The band are promoting a compilation album called ‘Cabinet of Curiosities’, a collection of rarities that are obscure even by the standards of this band. A track called ‘Genius or Lunatic’ is introduced with the statement that it was first performed at Westbury-on Trym Youth Club. I'll bet they never knew what hit them.

‘Amnesty Report III’ is a song based on an report of police brutality against Irish prisoners. The Pop Group were angry then and remain so now.

‘Where There’s a Will’ is probably the single best live moment that I’ve had at a gig this year. This music bypasses your brain and simply jerks your body about.

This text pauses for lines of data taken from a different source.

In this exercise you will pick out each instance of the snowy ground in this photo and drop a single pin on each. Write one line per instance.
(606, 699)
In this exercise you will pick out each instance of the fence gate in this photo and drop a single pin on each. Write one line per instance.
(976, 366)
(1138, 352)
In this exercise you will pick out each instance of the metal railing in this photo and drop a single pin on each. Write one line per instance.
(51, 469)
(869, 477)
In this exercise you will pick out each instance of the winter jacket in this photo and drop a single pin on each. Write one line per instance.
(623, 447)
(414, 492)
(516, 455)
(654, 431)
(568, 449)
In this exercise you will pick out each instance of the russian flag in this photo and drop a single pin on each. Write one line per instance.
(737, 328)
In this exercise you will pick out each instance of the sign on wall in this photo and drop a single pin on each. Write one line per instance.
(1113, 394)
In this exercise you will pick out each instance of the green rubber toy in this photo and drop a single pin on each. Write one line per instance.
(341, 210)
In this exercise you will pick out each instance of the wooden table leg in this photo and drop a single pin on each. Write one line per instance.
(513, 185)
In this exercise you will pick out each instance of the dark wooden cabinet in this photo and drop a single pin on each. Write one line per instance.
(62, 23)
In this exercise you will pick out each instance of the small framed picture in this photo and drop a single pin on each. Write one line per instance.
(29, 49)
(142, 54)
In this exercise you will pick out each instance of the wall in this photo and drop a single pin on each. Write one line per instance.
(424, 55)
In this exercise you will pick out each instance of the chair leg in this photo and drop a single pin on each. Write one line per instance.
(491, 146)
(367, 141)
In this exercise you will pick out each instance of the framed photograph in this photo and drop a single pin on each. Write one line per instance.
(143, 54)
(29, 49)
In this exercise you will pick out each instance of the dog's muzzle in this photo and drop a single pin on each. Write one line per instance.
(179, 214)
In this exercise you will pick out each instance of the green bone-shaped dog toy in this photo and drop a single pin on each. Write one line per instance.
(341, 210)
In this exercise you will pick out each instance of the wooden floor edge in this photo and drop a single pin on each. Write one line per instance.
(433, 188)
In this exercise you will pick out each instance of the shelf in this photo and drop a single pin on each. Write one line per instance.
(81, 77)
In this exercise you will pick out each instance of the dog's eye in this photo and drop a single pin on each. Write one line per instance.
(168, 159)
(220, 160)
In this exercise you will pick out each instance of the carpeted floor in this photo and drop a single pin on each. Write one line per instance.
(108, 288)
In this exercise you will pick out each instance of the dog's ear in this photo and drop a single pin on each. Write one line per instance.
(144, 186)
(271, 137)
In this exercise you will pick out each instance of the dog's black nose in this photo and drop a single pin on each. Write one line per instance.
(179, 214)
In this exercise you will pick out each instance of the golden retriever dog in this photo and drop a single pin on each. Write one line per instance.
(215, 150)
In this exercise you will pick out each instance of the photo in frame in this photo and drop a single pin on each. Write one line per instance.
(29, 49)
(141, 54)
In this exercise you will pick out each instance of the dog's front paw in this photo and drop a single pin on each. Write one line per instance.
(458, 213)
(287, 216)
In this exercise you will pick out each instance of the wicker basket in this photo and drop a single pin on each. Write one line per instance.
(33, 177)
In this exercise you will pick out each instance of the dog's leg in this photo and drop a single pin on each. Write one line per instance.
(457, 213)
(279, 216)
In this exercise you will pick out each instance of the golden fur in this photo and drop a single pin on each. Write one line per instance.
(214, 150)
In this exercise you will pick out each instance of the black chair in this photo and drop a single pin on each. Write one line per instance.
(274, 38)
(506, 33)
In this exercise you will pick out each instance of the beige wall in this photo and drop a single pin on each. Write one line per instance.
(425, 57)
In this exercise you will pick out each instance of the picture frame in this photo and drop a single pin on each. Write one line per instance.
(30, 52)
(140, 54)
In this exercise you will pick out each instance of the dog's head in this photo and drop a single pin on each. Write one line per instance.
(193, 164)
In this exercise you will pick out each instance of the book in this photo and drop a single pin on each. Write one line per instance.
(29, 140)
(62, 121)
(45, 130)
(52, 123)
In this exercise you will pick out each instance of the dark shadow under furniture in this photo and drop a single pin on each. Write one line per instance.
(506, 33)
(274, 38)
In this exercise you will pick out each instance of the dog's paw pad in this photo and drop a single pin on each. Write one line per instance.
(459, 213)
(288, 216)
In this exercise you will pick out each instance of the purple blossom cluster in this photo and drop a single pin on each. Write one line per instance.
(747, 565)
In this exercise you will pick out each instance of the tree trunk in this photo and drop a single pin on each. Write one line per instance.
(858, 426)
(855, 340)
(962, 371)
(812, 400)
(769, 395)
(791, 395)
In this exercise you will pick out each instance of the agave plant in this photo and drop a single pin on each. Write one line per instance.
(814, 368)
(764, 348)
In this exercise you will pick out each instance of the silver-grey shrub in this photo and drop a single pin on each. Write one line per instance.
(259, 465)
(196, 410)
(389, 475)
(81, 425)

There’s a certain amusement to be had from a roomful of people chanting along to songs with titles like ‘She Is Beyond Good and Evil’ and ‘We Are All Prostitutes’. The Pop Group are a throwback from the days when music culture and politics were expressly linked. We sang the songs, we went on the marches, we supported the causes. Compare that to the wishy-washy stance of the majority of acts today.

Tonight is a thumping, pumping, propulsive triumph. Mark Stewart and co finish and stand exhausted. We cheer them to the echo.